• Advances in medical technology and treatment options are now able to sustain the lives of many children who, as recently as 20 years ago, may not have survived. Although the exact numbers of medically fragile children are unknown, the refinement of medical care and the increasing viability of extremely preterm and very low birth weight infants have led to dramatic increases in the number of technology-dependent children.
  • Despite the level of skill and complexity involved in caring for medically fragile children, recent social and political trends have resulted in the delivery of home-based care, in which families are required to become the primary medical caregivers for their children. Families are providing a level of care in their homes that was previously done only in hospital or nursing homes.

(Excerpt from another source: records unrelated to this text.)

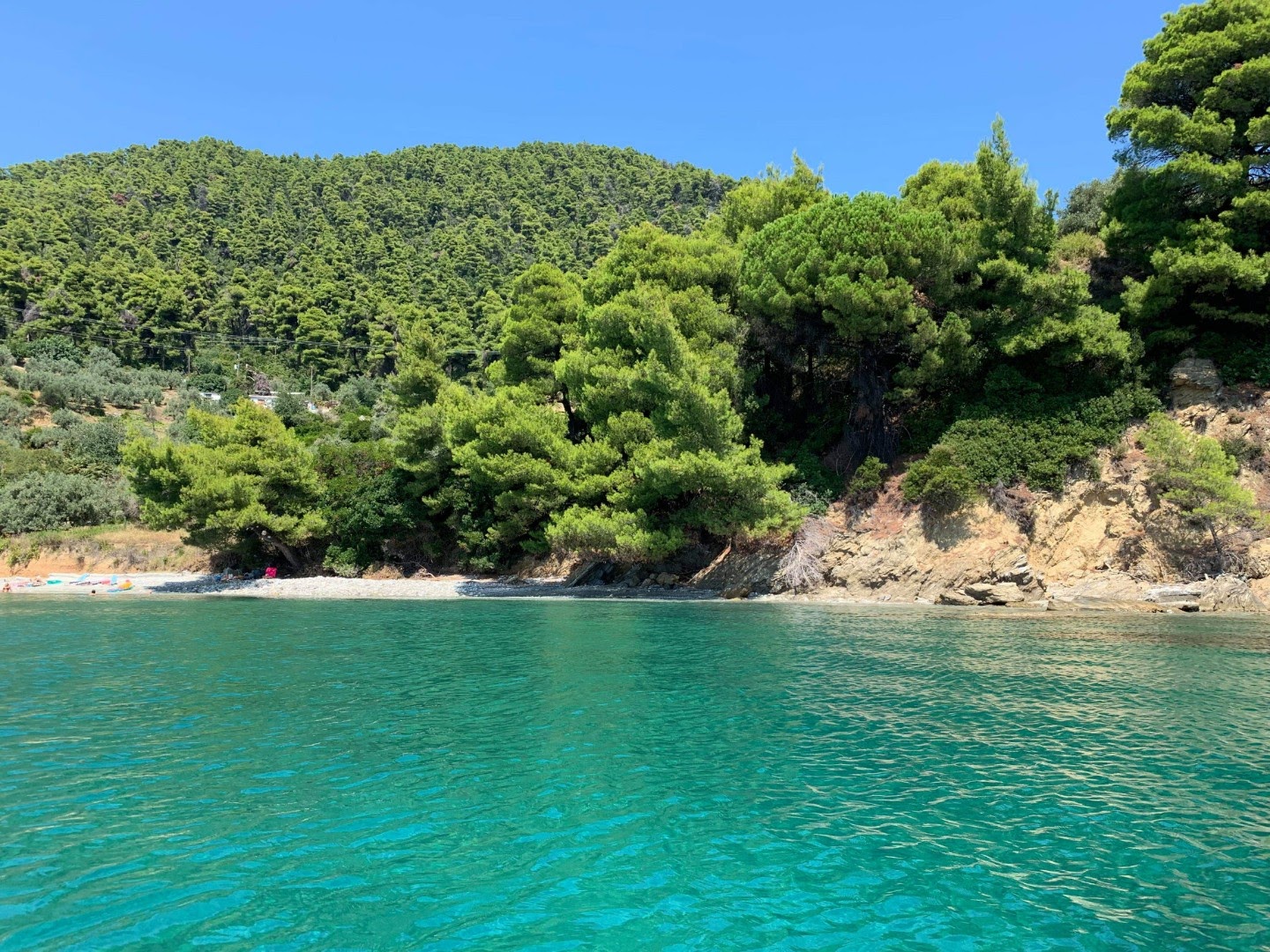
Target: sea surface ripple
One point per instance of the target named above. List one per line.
(549, 775)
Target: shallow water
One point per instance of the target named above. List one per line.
(557, 775)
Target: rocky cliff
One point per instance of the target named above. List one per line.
(1105, 542)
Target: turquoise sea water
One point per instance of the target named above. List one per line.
(549, 775)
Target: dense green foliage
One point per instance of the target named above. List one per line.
(474, 354)
(155, 250)
(1189, 219)
(58, 501)
(1197, 475)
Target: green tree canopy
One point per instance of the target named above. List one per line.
(243, 478)
(1191, 217)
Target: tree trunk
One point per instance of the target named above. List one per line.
(288, 551)
(869, 432)
(578, 428)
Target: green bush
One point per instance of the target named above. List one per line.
(1039, 442)
(868, 478)
(94, 447)
(13, 413)
(940, 481)
(58, 501)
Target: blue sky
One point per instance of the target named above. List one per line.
(869, 90)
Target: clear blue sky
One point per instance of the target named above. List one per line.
(868, 89)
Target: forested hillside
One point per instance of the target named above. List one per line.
(585, 351)
(153, 251)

  • It is not uncommon to find high degrees of stress in caregivers of medically fragile children, often resulting in depression, poor physical health, and social isolation. Such consequences not only limit the ability of families to care for their children effectively, but also inhibit further the development of medically fragile children already at high risk for delays.
  • Increased financial strain, extra care taking needs, uncertainty about the future, social isolation, and fatigue are some of the hardships that have been associated with caring for sick children that in turn causes distress for parents and family.
  • The long-term care of a child with complex medical needs places strains on many parents’ marriage and on the other children in the family due to the consuming nature of the child’s care requirements.
  • Recurring stresses associated with caring for a medically fragile child do not become less disruptive over time and the relentless pressure may lead to general decompensation.